Someone had destroyed it.

“How is the female able to help?” Bleu sounded sceptical again.

Understandable.

Loren had felt the same way when the female had offered to help, but his lack of belief in her had frustrated her and then she had said a lot of words he hadn’t understood. They had all sounded very technical. He had also felt her belief in herself and her abilities, and that was the reason he had decided to grant her request. She felt she could find a way to break the bond by studying their blood. It sounded fascinating and he was almost looking forward to being with her while she worked on it.

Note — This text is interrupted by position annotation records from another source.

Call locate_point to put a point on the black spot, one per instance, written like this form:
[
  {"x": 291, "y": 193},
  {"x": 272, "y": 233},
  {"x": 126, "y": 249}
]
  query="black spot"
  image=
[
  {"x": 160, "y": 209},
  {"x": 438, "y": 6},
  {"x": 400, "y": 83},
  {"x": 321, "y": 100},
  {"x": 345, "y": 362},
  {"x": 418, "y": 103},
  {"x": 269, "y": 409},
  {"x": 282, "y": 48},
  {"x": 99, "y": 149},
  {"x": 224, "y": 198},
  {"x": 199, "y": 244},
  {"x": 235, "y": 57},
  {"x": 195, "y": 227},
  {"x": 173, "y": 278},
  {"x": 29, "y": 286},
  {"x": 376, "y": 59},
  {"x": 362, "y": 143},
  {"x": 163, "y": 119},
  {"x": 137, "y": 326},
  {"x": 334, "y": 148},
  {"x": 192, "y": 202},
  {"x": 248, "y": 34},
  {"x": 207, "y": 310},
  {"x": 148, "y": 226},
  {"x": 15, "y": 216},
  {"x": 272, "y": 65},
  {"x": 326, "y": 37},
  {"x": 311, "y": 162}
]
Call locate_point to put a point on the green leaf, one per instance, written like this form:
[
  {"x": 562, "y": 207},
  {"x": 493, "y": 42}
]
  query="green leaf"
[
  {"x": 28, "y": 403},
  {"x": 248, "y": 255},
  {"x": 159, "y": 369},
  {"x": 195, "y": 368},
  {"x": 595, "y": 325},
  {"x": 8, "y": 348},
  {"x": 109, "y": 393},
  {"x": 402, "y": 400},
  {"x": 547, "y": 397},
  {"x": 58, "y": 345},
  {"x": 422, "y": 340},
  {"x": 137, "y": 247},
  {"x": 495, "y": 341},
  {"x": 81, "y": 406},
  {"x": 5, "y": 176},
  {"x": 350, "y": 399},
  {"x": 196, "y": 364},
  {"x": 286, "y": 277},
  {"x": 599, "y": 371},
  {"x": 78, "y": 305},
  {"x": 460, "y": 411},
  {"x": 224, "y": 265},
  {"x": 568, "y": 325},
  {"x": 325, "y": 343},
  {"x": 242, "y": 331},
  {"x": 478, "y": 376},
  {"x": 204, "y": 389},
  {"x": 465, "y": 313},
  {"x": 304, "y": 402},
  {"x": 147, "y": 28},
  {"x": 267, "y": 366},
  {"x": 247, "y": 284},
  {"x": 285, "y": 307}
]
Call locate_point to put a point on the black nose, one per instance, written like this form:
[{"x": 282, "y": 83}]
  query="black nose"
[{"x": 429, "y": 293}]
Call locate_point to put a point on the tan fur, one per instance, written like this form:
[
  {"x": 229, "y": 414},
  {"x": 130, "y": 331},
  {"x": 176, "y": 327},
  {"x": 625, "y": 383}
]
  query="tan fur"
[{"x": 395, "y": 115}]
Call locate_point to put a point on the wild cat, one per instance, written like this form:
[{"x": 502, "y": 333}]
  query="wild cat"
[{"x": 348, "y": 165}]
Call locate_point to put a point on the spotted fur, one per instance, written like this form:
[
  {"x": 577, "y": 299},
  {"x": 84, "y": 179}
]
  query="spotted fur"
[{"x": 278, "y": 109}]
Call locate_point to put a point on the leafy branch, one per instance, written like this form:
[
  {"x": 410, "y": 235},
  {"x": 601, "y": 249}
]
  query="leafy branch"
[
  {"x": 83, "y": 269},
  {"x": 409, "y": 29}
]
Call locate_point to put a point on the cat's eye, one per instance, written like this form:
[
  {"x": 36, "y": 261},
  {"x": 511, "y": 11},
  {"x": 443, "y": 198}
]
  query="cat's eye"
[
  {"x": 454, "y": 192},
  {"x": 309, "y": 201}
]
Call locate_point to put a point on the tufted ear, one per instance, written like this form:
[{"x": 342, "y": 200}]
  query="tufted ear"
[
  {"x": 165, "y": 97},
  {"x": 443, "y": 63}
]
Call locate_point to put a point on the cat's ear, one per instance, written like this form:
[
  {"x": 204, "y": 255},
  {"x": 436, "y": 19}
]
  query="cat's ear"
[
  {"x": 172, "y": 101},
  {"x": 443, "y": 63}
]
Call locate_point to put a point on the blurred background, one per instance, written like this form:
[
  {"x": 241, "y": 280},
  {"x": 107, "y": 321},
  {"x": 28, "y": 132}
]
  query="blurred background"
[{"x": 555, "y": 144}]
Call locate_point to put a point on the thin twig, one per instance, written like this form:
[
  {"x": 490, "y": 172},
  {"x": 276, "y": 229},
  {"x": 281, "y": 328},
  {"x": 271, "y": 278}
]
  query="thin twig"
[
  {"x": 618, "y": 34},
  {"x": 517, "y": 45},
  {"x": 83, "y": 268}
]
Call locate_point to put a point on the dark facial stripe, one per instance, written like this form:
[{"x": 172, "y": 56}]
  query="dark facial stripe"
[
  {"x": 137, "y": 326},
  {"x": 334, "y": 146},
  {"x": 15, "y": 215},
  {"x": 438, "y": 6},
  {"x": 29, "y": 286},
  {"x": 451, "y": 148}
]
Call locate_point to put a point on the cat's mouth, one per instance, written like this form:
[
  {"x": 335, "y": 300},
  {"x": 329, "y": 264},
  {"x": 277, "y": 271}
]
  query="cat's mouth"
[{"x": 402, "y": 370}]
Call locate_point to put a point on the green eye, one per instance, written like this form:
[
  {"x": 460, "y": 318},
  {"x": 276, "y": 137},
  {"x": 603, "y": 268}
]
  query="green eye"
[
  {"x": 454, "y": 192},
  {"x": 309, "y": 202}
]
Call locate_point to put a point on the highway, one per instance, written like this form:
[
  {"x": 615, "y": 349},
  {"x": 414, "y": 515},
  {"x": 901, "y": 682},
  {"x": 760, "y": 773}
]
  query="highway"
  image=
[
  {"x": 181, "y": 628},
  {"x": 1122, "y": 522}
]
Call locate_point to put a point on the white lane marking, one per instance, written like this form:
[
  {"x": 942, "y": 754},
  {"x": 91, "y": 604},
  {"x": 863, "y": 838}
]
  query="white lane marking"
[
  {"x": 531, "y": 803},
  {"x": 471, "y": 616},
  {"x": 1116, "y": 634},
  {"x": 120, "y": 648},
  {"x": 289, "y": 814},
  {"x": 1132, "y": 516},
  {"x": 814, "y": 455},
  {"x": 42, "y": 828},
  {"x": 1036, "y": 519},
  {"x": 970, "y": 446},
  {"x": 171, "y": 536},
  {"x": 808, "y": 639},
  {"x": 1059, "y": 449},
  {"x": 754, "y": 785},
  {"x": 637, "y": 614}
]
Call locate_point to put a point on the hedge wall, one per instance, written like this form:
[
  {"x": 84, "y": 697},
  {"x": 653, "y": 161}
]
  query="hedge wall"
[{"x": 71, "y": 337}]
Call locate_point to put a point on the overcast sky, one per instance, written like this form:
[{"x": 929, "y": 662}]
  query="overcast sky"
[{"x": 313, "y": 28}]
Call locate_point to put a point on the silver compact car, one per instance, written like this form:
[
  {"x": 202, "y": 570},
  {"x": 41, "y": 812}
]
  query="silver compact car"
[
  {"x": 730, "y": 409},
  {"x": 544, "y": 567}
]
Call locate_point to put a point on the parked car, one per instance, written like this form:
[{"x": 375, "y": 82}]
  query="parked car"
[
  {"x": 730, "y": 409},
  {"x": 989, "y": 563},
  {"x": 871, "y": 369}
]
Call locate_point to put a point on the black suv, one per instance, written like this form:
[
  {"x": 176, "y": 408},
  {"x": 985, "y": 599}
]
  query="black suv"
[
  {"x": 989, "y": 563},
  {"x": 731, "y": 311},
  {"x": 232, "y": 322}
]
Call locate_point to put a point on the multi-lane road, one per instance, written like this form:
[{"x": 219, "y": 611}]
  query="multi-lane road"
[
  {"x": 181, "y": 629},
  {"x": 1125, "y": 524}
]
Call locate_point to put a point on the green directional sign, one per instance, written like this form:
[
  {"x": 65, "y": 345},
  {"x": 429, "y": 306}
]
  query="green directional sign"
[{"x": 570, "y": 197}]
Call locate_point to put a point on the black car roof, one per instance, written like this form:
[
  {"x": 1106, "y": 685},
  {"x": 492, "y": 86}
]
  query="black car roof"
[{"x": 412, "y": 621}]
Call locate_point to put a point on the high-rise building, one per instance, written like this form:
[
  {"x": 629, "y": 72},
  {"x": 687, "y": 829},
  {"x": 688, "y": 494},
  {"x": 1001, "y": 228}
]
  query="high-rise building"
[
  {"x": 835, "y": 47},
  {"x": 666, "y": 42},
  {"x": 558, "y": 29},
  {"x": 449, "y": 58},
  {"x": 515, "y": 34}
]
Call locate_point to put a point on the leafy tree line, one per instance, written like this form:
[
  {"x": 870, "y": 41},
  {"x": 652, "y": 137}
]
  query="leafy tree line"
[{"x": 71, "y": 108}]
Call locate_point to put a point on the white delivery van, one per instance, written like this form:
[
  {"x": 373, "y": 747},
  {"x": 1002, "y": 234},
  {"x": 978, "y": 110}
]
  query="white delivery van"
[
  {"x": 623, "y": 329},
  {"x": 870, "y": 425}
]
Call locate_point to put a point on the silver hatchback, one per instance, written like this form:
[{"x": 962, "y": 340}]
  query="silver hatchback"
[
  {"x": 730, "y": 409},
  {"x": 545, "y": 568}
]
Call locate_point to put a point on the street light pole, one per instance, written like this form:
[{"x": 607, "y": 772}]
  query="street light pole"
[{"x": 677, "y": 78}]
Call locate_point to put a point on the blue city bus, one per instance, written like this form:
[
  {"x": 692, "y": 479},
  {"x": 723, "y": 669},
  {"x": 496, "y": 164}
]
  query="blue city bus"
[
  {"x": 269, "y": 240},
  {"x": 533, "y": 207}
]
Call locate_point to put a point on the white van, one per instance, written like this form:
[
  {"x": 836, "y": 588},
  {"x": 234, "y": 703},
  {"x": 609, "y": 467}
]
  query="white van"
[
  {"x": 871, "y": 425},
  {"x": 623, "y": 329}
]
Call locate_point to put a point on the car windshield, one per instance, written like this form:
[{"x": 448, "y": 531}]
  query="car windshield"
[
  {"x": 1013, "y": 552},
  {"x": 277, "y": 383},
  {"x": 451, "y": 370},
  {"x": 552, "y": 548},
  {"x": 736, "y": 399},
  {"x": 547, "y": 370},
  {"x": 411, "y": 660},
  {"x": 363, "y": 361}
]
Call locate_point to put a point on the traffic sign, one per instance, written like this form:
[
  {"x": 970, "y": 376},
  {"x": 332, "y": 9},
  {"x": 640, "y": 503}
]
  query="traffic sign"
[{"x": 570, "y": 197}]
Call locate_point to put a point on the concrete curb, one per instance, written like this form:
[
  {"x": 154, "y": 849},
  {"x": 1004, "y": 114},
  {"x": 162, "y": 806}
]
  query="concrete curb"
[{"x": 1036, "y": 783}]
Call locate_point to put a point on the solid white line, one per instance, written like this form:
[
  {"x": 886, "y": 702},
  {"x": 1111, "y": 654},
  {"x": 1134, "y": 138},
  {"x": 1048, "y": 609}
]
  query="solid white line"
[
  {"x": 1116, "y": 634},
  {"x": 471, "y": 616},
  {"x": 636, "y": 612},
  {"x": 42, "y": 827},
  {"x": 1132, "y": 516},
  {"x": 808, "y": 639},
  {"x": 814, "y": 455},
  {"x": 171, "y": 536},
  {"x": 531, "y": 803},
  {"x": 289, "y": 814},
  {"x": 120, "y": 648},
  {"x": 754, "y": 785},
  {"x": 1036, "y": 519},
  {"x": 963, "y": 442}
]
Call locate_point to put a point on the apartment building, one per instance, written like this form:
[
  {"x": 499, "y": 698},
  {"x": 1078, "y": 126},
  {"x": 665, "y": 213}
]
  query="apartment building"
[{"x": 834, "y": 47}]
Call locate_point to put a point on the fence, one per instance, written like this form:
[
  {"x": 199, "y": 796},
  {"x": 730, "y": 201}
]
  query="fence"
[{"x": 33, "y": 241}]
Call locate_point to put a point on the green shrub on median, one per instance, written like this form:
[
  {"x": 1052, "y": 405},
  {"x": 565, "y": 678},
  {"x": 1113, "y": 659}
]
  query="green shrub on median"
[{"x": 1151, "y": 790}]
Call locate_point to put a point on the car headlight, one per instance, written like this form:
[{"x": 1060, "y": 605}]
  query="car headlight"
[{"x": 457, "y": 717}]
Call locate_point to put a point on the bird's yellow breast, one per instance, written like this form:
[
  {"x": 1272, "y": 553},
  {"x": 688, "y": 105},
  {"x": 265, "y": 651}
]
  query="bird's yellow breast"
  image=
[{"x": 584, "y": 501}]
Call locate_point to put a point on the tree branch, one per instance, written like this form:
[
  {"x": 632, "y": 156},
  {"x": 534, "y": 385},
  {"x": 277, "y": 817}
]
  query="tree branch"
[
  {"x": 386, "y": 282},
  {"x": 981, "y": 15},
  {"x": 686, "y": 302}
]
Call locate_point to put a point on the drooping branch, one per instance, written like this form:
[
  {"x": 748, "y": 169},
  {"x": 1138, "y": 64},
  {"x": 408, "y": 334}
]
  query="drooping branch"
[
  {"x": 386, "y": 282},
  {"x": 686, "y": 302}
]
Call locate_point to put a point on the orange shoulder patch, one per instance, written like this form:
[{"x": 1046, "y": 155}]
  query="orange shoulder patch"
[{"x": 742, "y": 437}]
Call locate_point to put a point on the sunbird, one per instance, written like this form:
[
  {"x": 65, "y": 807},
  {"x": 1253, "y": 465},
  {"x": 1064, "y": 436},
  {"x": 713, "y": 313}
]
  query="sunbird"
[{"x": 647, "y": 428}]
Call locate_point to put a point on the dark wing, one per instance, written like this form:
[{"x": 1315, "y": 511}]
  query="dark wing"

“Olivia is a scientist. It would appear modern science is rather incredible. She is apparently able to study our blood and something to do with things called genomes, and other things I have no clue about. She is confident she can discern from it whether our link is a physical change that she may be able to reverse.” It still sounded incredible, even when he still wasn’t quite sure what those things were.

Bleu raised an eyebrow.

“You know they have cloned things... creating a duplicate of a living creature.” Bleu motioned with his rigid index fingers, holding them with their full lengths pressed against each other at first, and then moving them apart but keeping them identical. “Some of their science seems dangerous to me.”